With flu season right around the corner, PHO has been busy reviewing and refreshing the respiratory virus surveillance system. You’ll notice a revised surveillance package for public health units (PHU) and changes to come for an updated Ontario Respiratory Pathogen Bulletin (ORPB)—but that’s not all. Our Communicable Disease Emergency Preparedness and Response and Laboratory teams gave us a behind-the-scenes look at the planning and preparation that goes into flu season.
Q: What is PHO’s role during flu season?
Throughout the year we monitor influenza and other respiratory virus trends. We post these data weekly on our interactive website. From November to April we amplify this surveillance with a weekly report with data we receive from PHUs, the PHO laboratory, Public Health Agency of Canada (PHAC) and the National Microbiology Laboratory.
PHO’s Laboratory, via its 11 sites, performs primary diagnostic testing for influenza and other respiratory agents to support both acute care and outbreak management across Ontario. During the influenza season, PHO provides technical expertise to the Ministry of Health and Long-Term Care and respond to numerous science and technical requests from PHUs. This includes consultation support for the management of respiratory infection outbreaks.
Additionally, PHO monitors out-patient influenza vaccine effectiveness through its participation in the Sentinel Practitioner Surveillance Network. If you’re a practitioner interested in contributing to this important surveillance as a sentinel, please contact our coordinator: email@example.com or 647-792-3187.
Q: Why is influenza surveillance important?
Influenza is a rapidly changing virus. It is hard to predict exactly what will be circulating and how severe it will be in terms of causing illness, deaths and outbreaks. Every Fall we monitor for the first signals of local influenza activity.
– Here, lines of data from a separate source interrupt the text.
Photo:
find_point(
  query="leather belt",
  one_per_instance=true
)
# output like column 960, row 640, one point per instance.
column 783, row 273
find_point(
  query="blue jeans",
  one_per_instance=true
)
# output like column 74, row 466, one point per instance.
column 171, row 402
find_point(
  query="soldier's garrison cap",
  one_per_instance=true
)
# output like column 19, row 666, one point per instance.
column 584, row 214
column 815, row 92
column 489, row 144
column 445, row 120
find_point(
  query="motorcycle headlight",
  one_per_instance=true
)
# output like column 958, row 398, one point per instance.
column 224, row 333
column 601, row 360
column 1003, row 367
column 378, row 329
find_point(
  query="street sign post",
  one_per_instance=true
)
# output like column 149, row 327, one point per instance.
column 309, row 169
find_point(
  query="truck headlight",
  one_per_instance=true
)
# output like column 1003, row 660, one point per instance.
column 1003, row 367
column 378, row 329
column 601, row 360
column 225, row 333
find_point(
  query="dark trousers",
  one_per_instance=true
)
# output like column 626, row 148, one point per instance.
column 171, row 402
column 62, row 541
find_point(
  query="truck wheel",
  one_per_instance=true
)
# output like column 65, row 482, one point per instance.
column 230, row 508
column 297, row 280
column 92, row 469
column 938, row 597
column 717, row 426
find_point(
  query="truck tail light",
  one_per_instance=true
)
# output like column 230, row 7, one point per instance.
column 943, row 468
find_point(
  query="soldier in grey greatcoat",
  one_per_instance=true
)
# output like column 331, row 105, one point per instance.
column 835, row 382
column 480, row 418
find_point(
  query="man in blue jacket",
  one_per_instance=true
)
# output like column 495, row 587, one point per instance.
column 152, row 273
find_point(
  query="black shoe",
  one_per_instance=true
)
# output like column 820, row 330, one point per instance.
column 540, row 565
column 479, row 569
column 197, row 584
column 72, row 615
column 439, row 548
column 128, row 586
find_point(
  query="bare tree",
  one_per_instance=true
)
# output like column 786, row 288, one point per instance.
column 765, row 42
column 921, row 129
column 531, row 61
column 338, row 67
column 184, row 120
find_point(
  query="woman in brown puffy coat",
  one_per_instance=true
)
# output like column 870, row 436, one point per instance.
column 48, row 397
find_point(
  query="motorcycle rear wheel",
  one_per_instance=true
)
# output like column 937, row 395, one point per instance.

The data gives us some indications of what might be coming in the months ahead. In general, seasons with heavy influenza A(H3N2) activity are worse seasons with increased numbers of cases of influenza, hospitalizations, deaths and outbreaks compared to influenza A(H1N1) seasons.
Assessing and reporting on activity levels of influenza throughout the season helps inform health care providers and the community, as well as the public health community. Increasing influenza activity may activate additional control measures or communications to ensure everyone is aware and taking the necessary steps to reduce the burden of influenza illness.
Q: What does it mean when we start seeing influenza cases now?
We provide year round influenza testing in the laboratory, so it is possible to have some cases each week from June to September. In the summer months, many of these will be in people who travelled to other parts of the world where influenza is more common at this time of year.
Once we start detecting a continuous increase in influenza activity among cases who did not travel or start seeing spread in the community—i.e., an influenza outbreak in a long-term care home, we are more alert to this potentially being the start of influenza activity for the season. We report the start of the season on the ORPB webpage based on these surveillance indicators.